В бытность мою в Москве я старался не пропускать ни одной научной лекции. Общее экономическое оживление отразилось самым благоприятным образом на темпе научных работ и изысканий в стране. С вашего разрешения, леди и джентльмены, я позволю себе резюмировать содержание двух последних лекций, на которых мне удалось присутствовать.
Первая была посвящена вопросу о прарифме: лектор, почтенный академик, посвятивший себя изучению славянских корнесловий, задался вопросом о первой рифме, прозвучавшей на старорусском языке. Многолетняя работа привела его к девятому веку нашей эры: оказывалось, что изобретателем рифмы был Владимир Святой, прорифмовавший слова "быти" и "пити". От этой прарифмы, доказывал красноречивый докладчик, и пошла, постепенно усложняясь, вся русская версификация; но отнимите у нее "пити", и ей не с чем будет рифмовать своего "быти", поколебленная база сделает шаткими и все надстройки, и домик из книг не многим устойчивее карточного. В заключение лектор предлагал освежить терминологию, классифицируя поэзию не на лирическую и эпическую, как это делали прежде, а на самогонную и ректификованную.

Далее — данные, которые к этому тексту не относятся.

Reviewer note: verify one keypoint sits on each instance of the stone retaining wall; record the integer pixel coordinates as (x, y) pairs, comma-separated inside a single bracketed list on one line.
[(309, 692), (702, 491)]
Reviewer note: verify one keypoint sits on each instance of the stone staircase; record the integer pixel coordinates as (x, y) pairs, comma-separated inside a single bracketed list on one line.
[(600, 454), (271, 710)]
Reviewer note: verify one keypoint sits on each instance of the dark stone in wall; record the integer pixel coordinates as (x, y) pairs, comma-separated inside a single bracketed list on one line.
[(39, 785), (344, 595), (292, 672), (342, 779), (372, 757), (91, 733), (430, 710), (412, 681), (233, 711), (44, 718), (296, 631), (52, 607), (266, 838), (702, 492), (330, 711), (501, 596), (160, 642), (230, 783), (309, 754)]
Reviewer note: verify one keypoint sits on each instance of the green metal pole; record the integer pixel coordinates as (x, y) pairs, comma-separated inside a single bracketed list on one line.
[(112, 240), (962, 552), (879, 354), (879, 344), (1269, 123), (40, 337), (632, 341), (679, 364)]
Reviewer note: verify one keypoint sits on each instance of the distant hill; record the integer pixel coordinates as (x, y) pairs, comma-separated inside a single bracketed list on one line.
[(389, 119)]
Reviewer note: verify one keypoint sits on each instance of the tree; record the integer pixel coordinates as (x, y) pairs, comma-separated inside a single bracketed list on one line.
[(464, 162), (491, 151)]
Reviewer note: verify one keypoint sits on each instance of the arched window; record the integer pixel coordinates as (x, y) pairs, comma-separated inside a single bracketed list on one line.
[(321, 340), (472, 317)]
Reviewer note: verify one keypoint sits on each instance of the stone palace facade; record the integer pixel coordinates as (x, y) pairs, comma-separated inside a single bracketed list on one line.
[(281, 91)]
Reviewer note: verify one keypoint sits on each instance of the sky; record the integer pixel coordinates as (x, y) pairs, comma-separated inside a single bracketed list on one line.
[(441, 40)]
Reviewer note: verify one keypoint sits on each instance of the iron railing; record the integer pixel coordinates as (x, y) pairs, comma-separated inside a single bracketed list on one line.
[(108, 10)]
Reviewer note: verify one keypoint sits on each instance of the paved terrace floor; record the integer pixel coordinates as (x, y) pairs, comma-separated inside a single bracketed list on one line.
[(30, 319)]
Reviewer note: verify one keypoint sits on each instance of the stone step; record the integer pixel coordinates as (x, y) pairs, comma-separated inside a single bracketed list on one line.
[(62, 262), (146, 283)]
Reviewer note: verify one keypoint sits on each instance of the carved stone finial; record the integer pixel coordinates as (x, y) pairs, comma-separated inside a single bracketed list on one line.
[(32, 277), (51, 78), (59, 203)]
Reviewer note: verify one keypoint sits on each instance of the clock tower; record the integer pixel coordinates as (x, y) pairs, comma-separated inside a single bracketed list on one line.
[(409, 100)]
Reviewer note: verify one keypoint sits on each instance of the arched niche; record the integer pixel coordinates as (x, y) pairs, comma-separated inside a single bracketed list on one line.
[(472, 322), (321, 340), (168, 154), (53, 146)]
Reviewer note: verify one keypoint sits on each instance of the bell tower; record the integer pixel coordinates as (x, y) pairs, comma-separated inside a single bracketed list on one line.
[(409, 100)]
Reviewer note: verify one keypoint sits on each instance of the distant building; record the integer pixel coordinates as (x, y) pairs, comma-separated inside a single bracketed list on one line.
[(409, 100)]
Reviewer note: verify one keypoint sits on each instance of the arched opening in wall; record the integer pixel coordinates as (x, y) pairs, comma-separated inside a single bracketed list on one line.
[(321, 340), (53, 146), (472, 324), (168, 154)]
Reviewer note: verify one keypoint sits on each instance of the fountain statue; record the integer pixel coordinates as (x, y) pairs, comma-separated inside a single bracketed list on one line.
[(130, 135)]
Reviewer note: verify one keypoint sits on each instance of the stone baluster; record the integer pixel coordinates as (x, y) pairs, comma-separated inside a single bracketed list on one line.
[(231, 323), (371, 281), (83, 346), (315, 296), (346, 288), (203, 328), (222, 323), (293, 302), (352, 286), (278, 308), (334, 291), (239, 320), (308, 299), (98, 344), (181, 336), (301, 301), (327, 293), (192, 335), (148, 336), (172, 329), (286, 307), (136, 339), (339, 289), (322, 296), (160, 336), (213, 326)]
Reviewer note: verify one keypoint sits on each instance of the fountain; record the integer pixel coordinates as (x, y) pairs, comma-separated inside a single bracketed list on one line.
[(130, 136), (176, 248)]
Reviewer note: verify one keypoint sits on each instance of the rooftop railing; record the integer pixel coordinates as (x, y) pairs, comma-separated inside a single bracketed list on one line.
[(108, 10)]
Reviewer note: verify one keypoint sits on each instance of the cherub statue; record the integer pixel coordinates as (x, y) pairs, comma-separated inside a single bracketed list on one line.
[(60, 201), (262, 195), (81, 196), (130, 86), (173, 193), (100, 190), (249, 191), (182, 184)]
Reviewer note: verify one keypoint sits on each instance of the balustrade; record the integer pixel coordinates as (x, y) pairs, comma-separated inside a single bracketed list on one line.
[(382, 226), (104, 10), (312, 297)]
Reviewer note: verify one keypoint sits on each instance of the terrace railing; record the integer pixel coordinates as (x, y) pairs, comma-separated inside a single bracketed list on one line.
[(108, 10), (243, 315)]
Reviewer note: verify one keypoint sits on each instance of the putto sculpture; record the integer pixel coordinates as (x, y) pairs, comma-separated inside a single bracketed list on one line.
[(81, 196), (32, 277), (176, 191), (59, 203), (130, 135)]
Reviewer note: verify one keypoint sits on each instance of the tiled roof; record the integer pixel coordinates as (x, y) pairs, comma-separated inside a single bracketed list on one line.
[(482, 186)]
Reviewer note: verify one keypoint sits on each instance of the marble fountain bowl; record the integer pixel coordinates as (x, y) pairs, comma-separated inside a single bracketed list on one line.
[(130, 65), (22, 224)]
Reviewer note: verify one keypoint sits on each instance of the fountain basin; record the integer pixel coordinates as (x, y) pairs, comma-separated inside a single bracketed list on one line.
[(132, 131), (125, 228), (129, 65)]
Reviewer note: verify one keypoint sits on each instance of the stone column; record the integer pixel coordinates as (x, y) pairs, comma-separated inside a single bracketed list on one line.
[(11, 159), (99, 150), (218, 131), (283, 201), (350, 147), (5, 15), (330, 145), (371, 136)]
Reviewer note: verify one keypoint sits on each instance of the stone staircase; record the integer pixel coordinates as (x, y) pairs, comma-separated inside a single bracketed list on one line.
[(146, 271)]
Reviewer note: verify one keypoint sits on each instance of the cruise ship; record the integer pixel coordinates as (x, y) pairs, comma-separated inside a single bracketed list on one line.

Вторая лекция, входившая в цикл чтений, организованных Институтом Нивелирования Психик, привлекла меня уже самым своим названием: "По обе стороны пробора". Маститый физиолог демонстрировал работы Института по нивелированию в области электрификации мышления; оказывается, группе научных деятелей Института удалось доказать, что нервные токи, возникающие в мозгу, подобно электрическим токам, распространяются лишь по поверхности мозговых полушарий, являющихся полюсами электромышления. Затем уже было делом чисто технических усилий поднять мышление еще на два-три сантиметра кверху, локализировав его на поверхности черепной коробки; пробор, проведенный от лба к затылку, расчесывал мыслительные процессы налево и направо, удачно имитируя как бы спроектированные на сферическую поверхность полушария мозга; нечего, конечно, подробно объяснять, что волосы заменяли собой в этом смелом опыте провода, радировавшие мысль в пространство.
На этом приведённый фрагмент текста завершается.